Screening for RB1 mutations is challenging because of their heterogeneity and their distribution along the RB1 exons, the promoter region and the flanking intronic sequences4. Moreover, only few mutations on specific sites are recurrent, such as the C > T transitions at the CpG dinucleotides. Most of mutations are unique or rarely reported (Retinoblastoma Mutation Data Base)⁵. Approaches using several techniques for mutation analysis may detect alterations in the RB1 gene in about 80 to 90% of patients with germ-line mutations^6-8. However, half of the RB patients do not carry mutations in constitutional DNA but they do only in tumor tissue, which is not readily available.
Most of the RB1 mutations are nonsense or frame-shift including nonsense substitutions, large deletions, small deletions or insertions and splice site mutations. All these mutations result in an absence of retinoblastoma protein. Some RB1 mutations such as missense, in frame deletions or promoter mutations are less common. This type of mutations is associated with low penetrance, consisting in fewer tumors (unilateral RB). In this regard, it is noteworthy that some unilateral RB patients carry a low penetrant germ-line mutation^{7, 9}.
The unilateral retinoblastoma patient was diagnosed at 16 months and treated by enucleation and adjuvant chemotherapy. After signing the informed consent, blood and tumor biopsy samples were processed for deoxyribonucleic acid (DNA) extraction using the cetyltrimethylammonium bromide (CTAB) method (blood) or the proteinase K, phenol/chloroform purification and ethanol precipitation method (tumor).
Screening for RB1 mutations was performed as follows:
1) PCR-direct sequencing of the 27 exons and the promoter region of RB1 gene using an ABI 3130XL genetic analyzer⁹.
2) Multiplex Ligation-dependent Probe Amplification assay (MLPA) using the Salsa MLPA kit PO47-B1 RB1 (MRC Holland).
3) Cloning of PCR products in pGEM-T vector: the PCR products were ligated to the vector pGEM-T and the mixture was transformed into DH5α competent bacteria growing in a media with an inducer of ß galactosidase (IPTG) and a chromogenic substrate 5-bromo-4chloro-3-indolyl-ß-galactoside (X-Gal). Recombinant vectors produced white colonies, while vectors without an insert originated blue colonies. The recombinant vector was extracted from white colonies and analyzed by sequencing.
4) Real-Time PCR: quantitative values were obtained from a threshold cycle number (Ct) at which an increase in the signal, associated with the exponential growth of PCR product, begins to be detected.
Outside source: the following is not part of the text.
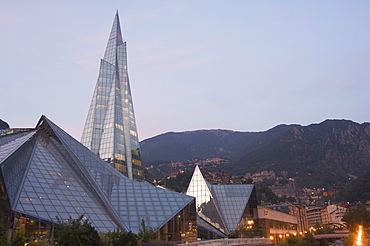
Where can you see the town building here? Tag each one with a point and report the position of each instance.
(47, 176)
(277, 224)
(110, 129)
(222, 209)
The ?Ct value was calculated by normalizing the RB1 exons to the Albumin gene, a single copy reference gene. For determination of the RB1 gene copy number two exons were selected: the mutant exon 11 and the wild type exon 24, using the mutated sequence
5´-TAATTCCTCCACACAGAGA-3´ as a forward primer for exon 11 and the primer sequences described in Ottaviani et al. (2013)⁹ as a reverse primer for exon 11 and the forward and reverse primers for exon 24. The primer sequences for Albumin gene were as follows:
Fw 5'-TGAAACATACGTTCCCAAAGAGTTT-3' and
Rev 5'-CTCTCCTTCTCAGAAAGTGTGCATAT-3'. Tumor and constitutional DNA of the patient were assayed using as a normal reference the DNA from a pool of 6 normal individuals. The quantitative PCR was performed in a total volume of 25 µl containing 12.5 µl of SYBR Premix (Bio-Rad), 2µl of genomic DNA from each of the four serial dilutions containing 60 ng, 30 ng, 15 ng and 7.5 ng of DNA, and 5 µl of primers (5 µM each), with two replicates per sample. The serial dilutions were performed to test if the efficiency of all reactions were comparable in order to use the quantitative method.
Mutations were described according to the nomenclature¹⁰, using the RB1 sequence from the GenBank, accession No L11910.
Analysis of tumor DNA showed three different mutations in the RB1 gene: 1) in tandem duplication of a 56bp sequence in exon 11, g.65432-65487dup (Fig. 1A); 2) a base pair substitution at the conserved splice donor site of intron 12, c.1215+1G > A (Fig. 1B); 3) a duplication of the whole RB1 gene plus the flanking centromeric and telomeric genes, g.ITM2B-?_RB1_DLEU+?dup (Fig. 2). All these mutations were heterozygous and were absent in constitutional DNA. The duplication of 56 bp sequence in exon 11 was validated by cloning of exon 11 PCR product in pGEM-T vector. Four white colonies were obtained, two of them contained the wild type exon 11 and the other two the mutant exon 11 (Fig. 1C). These data confirm the presence of a heterozygous 56bp duplication in exon 11. Duplication of the whole RB1 gene was validated by Real-Time PCR analysis. The copy number of exons 11 (mutant) and 24 (wild type) compared with the reference gene were determined as follows:

Fig. 1. Results of sequence analysis of blood and tumor DNA. A. 56bp duplication in tandem in the Exon 11 in tumor DNA and a wild type sequence in the Exon 11 in blood DNA. B. G to A transition at the splice donor site of Intron12 in tumor DNA and a wild type sequence at the same site in blood DNA. C. Cloning of the PCR product of the tumor Exon 11 reveals two different clones, one with a wild type sequence and the other with a mutant sequence, confirming thus, the heterozygous duplication g.65432-65487dup in the tumor DNA.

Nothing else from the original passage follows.